Mind the truncation gap: challenges of learning on dynamic graphs with recurrent architectures
João Bravo, Jacopo Bono, Pedro Saleiro, Hugo Ferreira, Pedro Bizarro
TL;DR
The paper tackles learning on continuous-time dynamic graphs using graph recurrent neural networks and identifies a truncation gap in backpropagation through time caused by batch-based training. It introduces a synthetic edge-regression task with node memory buffers of length $M$, where the target $y_k$ depends on the last elements of each endpoint, to quantify long-horizon dependencies. Experiments on both synthetic data and real-world dynamic-graph benchmarks (Reddit, Wikipedia, MOOC) show a consistent performance gap between full BPTT (F-BPTT) and truncated BPTT (TBPTT), with F-BPTT delivering meaningful gains.

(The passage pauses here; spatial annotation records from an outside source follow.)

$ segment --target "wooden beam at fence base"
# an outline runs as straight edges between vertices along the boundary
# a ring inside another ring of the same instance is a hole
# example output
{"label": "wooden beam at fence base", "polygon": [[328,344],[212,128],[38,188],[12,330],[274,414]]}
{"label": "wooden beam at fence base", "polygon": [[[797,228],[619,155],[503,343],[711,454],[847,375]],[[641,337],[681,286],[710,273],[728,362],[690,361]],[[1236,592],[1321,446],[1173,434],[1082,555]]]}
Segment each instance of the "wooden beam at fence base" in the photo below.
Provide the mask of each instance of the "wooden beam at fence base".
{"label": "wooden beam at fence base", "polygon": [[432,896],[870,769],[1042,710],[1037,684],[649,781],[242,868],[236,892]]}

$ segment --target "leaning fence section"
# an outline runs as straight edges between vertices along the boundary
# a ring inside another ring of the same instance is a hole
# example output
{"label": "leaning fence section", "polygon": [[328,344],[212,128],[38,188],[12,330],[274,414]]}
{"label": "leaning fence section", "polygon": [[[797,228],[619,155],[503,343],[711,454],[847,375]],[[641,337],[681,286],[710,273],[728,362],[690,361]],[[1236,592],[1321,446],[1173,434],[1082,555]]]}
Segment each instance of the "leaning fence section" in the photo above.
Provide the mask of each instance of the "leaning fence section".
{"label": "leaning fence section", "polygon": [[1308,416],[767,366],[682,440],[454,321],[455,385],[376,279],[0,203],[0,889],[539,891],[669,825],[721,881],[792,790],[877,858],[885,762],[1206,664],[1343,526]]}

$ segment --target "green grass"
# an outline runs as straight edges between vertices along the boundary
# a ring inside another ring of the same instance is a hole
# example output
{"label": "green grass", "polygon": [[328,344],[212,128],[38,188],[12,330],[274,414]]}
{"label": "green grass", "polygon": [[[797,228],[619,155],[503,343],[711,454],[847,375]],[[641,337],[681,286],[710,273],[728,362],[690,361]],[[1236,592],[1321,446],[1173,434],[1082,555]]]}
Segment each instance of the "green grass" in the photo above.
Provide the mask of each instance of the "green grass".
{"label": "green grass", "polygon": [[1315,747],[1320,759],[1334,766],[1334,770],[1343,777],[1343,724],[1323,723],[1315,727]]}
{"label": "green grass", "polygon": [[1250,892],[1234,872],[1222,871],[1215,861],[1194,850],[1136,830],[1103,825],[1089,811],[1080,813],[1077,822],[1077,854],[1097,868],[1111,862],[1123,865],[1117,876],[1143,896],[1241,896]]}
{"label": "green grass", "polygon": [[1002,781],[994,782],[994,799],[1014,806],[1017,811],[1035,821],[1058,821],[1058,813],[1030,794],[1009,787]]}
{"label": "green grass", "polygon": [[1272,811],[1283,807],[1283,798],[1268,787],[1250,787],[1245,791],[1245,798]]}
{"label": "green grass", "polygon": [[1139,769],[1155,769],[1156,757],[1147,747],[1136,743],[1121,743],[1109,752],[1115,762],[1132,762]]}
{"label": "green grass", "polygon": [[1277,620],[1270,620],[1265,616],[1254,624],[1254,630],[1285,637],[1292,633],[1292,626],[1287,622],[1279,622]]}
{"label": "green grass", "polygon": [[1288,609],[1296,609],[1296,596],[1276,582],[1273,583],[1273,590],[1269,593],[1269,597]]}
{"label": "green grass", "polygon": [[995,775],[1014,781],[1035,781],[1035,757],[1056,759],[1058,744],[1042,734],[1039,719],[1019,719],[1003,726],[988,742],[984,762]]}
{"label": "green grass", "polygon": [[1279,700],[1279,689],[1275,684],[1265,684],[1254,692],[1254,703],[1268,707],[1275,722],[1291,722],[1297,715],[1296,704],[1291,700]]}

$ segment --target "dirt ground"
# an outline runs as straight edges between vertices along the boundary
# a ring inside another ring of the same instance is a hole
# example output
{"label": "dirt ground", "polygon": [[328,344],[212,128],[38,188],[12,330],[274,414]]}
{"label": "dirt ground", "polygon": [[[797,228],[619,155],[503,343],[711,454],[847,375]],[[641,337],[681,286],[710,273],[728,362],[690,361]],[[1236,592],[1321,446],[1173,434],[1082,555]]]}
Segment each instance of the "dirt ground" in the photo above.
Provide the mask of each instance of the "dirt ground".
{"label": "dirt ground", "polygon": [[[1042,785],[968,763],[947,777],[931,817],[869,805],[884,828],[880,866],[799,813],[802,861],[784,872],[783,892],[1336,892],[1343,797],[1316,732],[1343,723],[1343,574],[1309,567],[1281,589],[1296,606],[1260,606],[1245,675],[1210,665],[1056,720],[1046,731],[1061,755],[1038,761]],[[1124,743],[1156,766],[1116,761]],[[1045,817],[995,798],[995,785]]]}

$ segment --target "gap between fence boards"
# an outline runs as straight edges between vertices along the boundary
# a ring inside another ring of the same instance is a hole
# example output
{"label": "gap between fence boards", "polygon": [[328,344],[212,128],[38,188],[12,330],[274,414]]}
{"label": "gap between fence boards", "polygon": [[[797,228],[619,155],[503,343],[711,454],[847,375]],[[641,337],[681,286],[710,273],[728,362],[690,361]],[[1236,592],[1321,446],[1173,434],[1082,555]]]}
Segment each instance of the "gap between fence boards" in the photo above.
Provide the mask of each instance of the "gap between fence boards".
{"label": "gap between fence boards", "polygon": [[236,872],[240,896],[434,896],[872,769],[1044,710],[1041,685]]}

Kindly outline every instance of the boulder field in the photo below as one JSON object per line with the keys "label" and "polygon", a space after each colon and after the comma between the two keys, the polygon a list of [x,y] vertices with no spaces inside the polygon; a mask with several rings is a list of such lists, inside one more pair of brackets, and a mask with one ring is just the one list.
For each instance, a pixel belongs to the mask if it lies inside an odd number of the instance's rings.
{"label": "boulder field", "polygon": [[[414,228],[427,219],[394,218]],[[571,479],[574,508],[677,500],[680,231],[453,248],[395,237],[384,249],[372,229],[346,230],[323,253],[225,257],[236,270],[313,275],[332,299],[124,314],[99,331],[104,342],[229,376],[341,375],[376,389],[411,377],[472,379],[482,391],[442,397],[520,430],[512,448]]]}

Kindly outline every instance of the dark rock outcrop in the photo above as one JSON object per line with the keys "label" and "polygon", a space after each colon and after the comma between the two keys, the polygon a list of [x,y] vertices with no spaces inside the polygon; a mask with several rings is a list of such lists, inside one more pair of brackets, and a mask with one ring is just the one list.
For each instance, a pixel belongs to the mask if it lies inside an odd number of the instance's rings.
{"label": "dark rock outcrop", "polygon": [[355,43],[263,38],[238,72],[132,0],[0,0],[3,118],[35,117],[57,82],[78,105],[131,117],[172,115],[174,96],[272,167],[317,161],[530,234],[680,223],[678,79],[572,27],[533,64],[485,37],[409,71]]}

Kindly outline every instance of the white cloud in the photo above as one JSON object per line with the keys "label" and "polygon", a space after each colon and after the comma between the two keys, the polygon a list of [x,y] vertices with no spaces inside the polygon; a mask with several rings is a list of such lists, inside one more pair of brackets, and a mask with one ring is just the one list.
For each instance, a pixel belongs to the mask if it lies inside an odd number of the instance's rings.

The authors discuss future directions beyond backpropagation, including unbiased online learning approximations, and argue for more research to unlock GRNNs' capacity for long-range temporal reasoning.
Abstract
Systems characterized by evolving interactions, prevalent in social, financial, and biological domains, are effectively modeled as continuous-time dynamic graphs (CTDGs). To manage the scale and complexity of these graph datasets, machine learning (ML) approaches have become essential. However, CTDGs pose challenges for ML because traditional static graph methods do not naturally account for event timings. Newer approaches, such as graph recurrent neural networks (GRNNs), are inherently time-aware and offer advantages over static methods for CTDGs. However, GRNNs face another issue: the short truncation of backpropagation-through-time (BPTT), whose impact has not been properly examined until now. In this work, we demonstrate that this truncation can limit the learning of dependencies beyond a single hop, resulting in reduced performance. Through experiments on a novel synthetic task and real-world datasets, we reveal a performance gap between full backpropagation-through-time (F-BPTT) and the truncated backpropagation-through-time (T-BPTT) commonly used to train GRNN models. We term this gap the "truncation gap" and argue that understanding and addressing it is essential as the importance of CTDGs grows, discussing potential future directions for research in this area.